How To Paint A Front Door – Easy Tips and Pro Secrets
Want to learn how to paint a front door, but you aren’t quite sure where to start? We’ve got your solution!
Check out David’s video on painting your front door, with all of the tips and tricks from a pro.
If you’d rather read it, the transcript is below the video.
How To Paint Your Front Door Transcript
Hi, my name is Dave Klappenberger with Klappenberger and Son.
Today we’re going to talk about painting the front door. September and October are two great months for it – the weather is perfect. When you think about it, as fall starts to come closer, people are going to be looking at the front door focusing more for Halloween, Thanksgiving, Christmas, holiday parties etc.
So, this is the time to make it look absolutely fantastic!
I’m going to show you how there’s two ways to do so. I want to give you my trade secrets. Or you can just call us and we can take care of it for you.
Let’s go ahead and get started.
Step Number One
Clean the door first with a degreaser to get the pollen off, to get the oil from your fingers off, everything.
Second, we’re going to sand it. Any ditties that are on that front door need to go. Those ditties are going to stay there when you put a coat of paint over top of it unless we sand. Sand it first, maybe with some 120 grit sandpaper, second with some 220 and then wipe it nice and clean.
If you have some dents and dings on the door that you want to get rid of, this is the time to do it. Get some bondo or get some wood filler. I had some cat scratches on my door that I’ve been wanting to get off for a while. I filled them in with bondo and now that’s all cured. It’s time to stain it again. And yes, I have the dust off the door. It’s important because dust will interfere with the quality of the smoothness of the finish.
One step left and that is spot prime any areas that you didn’t put bondo or wood filler on. Once that is completed, you are ready to put the topcoat on the door.
Now, I can use oil paint, I love oil paints. A high gloss from Fine Paints of Europe is what I put on here. But, oil paints are a little bit harder to work with. However, if you spend a little bit more time making sure there aren’t any drips and runs, you are really going to like the way it looks and it’s hard to beat the smoothness. Hard to get that from a latex paint, but they are getting better.
If you want to try a latex paint – Go to Benjamin Moore, Sherwin Williams etc. Get a premium paint from them, and you’ll be happy.
Now, here’s some of the best trade secrets when painting a door.
Trade secret number one – take the weather stripping off the door.
Because when you shut the door and the paint feels dry, it’s actually not cured. If you close the door too soon, the paint will start to stick to the weather stripping. Take the weather stripping off, and then paint your door. Wait at least three or four days, then put the weather stripping back.

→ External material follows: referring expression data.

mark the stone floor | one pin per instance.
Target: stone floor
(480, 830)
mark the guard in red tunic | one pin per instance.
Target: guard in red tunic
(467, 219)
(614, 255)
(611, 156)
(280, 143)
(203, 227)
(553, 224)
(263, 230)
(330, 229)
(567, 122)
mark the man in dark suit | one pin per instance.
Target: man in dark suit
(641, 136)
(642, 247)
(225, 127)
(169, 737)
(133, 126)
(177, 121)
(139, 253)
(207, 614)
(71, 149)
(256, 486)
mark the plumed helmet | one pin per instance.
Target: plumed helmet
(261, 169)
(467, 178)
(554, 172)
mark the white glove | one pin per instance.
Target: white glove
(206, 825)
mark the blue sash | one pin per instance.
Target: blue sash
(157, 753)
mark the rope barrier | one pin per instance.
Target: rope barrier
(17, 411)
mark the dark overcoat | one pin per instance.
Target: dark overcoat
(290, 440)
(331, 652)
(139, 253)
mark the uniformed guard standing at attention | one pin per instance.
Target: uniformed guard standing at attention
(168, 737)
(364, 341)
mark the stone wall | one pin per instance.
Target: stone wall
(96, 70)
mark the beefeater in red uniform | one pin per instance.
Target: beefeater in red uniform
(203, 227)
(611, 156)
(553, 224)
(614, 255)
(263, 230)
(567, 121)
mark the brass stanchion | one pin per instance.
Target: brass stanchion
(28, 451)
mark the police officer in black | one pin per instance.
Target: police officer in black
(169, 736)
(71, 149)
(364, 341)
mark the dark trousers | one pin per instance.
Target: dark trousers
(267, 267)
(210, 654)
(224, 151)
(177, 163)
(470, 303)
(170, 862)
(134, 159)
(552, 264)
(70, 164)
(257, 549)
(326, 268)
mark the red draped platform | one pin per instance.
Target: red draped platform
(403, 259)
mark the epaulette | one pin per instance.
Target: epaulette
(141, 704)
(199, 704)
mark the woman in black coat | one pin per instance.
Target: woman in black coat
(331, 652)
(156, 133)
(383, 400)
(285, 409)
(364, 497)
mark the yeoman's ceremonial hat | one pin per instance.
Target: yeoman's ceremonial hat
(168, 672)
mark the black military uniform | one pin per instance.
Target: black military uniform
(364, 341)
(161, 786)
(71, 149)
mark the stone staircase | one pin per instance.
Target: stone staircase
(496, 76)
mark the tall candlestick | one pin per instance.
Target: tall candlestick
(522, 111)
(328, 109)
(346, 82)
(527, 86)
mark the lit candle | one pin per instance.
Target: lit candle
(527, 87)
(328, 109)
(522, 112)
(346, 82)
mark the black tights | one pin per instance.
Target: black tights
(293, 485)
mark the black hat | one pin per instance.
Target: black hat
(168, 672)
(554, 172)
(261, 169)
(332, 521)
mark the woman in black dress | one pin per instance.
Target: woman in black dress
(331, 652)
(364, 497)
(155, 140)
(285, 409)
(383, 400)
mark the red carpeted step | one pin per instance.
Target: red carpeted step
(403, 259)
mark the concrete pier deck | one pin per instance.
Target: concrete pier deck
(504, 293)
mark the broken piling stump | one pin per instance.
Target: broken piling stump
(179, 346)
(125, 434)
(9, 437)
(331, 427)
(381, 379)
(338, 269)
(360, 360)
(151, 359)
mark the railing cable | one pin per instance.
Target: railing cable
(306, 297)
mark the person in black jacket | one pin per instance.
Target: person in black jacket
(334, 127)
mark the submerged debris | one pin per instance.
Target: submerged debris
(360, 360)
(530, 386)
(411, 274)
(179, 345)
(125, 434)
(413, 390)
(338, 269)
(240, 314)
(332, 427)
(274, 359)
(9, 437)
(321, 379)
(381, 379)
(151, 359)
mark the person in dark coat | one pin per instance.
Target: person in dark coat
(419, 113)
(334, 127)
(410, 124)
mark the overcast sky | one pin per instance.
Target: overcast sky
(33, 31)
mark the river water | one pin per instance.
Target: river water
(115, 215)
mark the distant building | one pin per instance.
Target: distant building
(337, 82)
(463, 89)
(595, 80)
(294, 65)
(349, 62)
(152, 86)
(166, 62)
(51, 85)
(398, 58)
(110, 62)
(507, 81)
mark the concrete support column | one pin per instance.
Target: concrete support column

Can’t wait that long? Try this trick!
Take the weatherstripping off and put some beeswax around it. The latex paint won’t stick to that and you’ll be good to go.
And finally, a paint conditioner can be added to either oil paint or latex paint – two different types of conditioners. They help to lengthen the drying time giving you a little bit more time to work with the paint. It also gives the paint more time to self-level. This will give you a smoother, more professional quality finish.